We wanted to be picked up at 82°S. That’s usually where the ice edge would be. And because of a little bit of ice formation early in the season because of the very cold temperatures that we experienced and then it became extremely warm, I was surprised to see that one day it was raining on the polar ocean and it never rains in the polar ocean. Either it snows or it’s just frozen, you know, the air freezes because there’s a lot of humidity and it feels more like frozen air than snowflakes that we know. You know, it’s not like real snowflakes because snowflakes form at warmer temperatures but because it’s extremely cold in the polar region it’s not like a snowflake it becomes like sand, in a way, but frozen. And when that snow falls onto the ice, on the sea ice that’s frozen, it becomes very difficult to pull the sleds because it becomes like sand and sandpaper so the sled’s got a lot of friction and it becomes very difficult to pull them. That’s why our progress was so slow as well.

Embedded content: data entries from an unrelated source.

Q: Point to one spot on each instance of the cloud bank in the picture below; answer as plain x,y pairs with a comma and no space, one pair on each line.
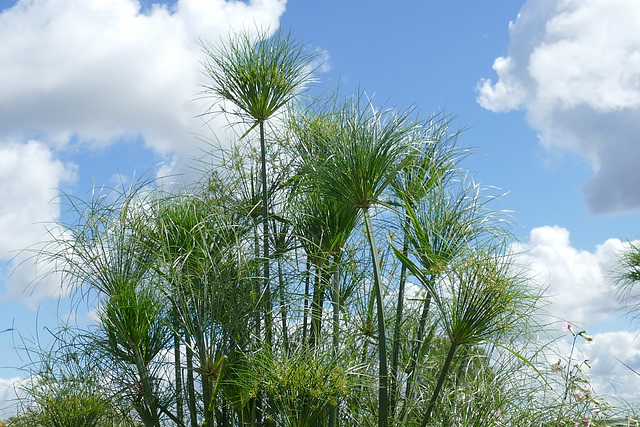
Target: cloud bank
574,66
579,284
86,74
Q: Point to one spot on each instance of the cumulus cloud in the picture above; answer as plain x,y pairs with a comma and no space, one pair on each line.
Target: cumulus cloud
102,70
611,356
91,73
574,66
31,178
578,285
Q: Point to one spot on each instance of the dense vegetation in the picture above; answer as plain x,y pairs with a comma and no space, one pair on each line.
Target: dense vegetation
340,270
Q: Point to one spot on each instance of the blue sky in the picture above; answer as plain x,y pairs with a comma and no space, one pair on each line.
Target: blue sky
93,90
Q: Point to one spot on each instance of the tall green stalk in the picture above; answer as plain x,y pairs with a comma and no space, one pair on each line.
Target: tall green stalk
259,77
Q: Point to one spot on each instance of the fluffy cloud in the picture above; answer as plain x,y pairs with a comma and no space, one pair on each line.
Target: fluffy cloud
30,177
608,353
91,73
94,71
575,67
578,285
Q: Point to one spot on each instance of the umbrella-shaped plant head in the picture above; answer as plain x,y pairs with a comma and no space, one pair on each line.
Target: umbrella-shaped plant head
258,76
359,159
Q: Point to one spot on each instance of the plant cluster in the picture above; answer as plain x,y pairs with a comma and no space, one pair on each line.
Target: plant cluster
344,272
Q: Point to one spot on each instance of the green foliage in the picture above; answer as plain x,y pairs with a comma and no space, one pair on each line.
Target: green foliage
366,208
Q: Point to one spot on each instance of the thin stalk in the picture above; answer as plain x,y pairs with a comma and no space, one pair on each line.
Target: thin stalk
417,347
396,332
147,392
265,238
383,396
283,308
306,301
335,300
316,306
443,375
177,366
191,392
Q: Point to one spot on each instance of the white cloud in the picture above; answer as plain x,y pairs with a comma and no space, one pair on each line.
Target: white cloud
30,178
101,70
8,395
608,353
578,282
574,66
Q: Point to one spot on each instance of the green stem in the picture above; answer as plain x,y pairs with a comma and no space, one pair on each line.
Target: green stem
147,392
443,375
397,329
265,238
383,396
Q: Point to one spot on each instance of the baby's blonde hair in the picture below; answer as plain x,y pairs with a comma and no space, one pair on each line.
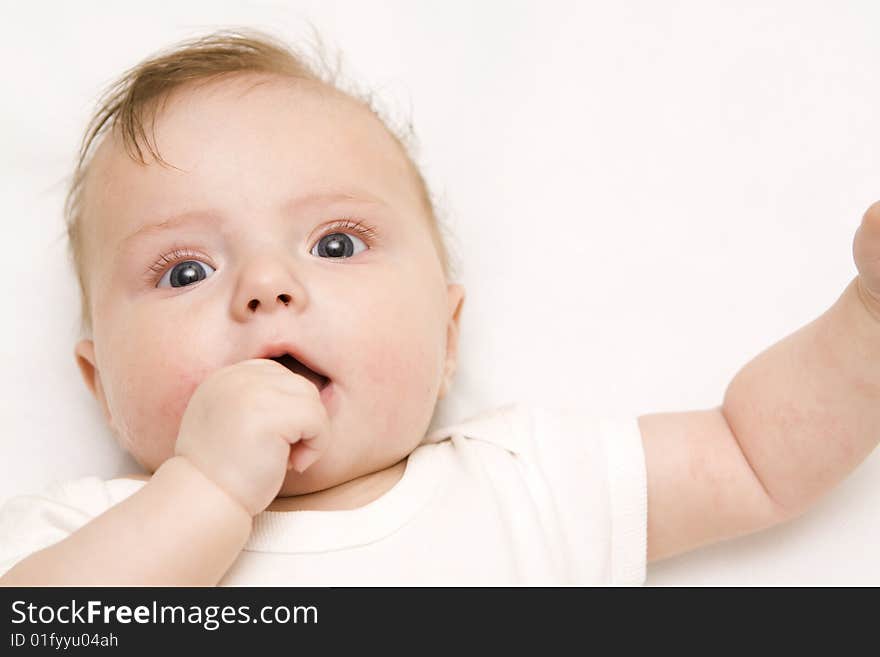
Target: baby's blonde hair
126,103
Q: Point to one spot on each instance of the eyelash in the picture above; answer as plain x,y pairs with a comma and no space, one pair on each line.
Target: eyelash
180,254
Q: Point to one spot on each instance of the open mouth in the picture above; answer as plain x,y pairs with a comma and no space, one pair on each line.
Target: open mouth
297,367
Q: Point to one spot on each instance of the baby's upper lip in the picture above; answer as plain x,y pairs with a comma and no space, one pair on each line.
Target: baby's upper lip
277,349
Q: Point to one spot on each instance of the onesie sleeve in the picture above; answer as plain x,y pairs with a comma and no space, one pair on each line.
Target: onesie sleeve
29,523
593,467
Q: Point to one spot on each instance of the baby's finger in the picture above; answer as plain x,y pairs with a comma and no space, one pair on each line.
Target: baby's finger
866,250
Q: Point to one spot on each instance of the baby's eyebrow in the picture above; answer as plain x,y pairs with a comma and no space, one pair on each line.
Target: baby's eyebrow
213,218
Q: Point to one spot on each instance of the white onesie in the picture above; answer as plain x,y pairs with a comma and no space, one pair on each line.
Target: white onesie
520,495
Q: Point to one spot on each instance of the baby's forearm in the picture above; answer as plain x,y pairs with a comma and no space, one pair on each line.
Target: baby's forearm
806,411
179,529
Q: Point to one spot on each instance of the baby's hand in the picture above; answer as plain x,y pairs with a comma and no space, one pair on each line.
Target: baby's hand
247,424
866,251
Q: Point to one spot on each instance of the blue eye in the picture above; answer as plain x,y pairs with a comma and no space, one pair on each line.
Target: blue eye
185,273
337,245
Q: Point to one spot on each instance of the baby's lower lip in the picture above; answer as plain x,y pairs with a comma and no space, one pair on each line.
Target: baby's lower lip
327,394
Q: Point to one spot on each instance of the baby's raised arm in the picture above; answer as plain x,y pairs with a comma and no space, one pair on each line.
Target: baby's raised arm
245,427
179,529
794,421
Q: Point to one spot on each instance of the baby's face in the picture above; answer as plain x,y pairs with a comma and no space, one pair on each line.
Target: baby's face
265,173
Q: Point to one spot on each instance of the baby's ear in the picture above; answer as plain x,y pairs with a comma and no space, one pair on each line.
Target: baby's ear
456,302
85,359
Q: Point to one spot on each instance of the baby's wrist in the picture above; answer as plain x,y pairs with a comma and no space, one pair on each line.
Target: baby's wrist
180,467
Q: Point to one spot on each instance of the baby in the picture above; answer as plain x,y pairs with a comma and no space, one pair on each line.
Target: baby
272,324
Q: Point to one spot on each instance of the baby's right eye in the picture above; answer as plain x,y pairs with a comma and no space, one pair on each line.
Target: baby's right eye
184,273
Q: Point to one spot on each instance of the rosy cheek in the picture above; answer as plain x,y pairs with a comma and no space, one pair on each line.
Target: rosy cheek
155,418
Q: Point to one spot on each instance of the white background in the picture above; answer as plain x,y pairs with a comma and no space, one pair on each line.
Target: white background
644,196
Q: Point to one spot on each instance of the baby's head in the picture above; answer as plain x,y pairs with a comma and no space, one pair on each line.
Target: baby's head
228,198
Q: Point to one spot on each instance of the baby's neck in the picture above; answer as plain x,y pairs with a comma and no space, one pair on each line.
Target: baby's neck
349,495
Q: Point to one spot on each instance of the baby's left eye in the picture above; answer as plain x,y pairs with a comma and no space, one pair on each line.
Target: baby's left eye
336,245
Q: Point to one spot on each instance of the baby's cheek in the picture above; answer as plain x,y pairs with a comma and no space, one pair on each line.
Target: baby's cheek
156,415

The second thing is there was very very thin ice. And we thought that the ice would be a little bit more stable. Thin ice moves much easier when there’s a little bit of wind than old ice that’s very thick because old ice that’s thick weighs much more than very thin ice. So as soon as the wind blows over the thinner ice, the ice pans as we call it, or the ice flows, they move much faster. And if the wind comes from the wrong direction, against us, that was mostly the case, the thin ice moves back and forth very quickly so it moves faster than what you can walk and that’s why we started running out of food.
Then add to that, the darkness. Not being able to actually see where you’re going. That adds a big stress psychologically and because the Arctic Ocean’s full of traps. It’s sometimes just snow that’s on top of the water and if you walk over that layer of snow that’s on top of the water and it breaks and you fall into the arctic ocean, you’ve got very little chance of survival. And to overcome all of these challenges in complete darkness has a really big mental effect on you. So your mind- there’s so much to deal with that slowly but surely the darkness and the challenges are psychologically killing you.
So that’s when time becomes very important. The time that you actually spend on the Arctic Ocean shouldn’t exceed 3 months because then you could seriously go into depression and that’s usually when expeditions fail.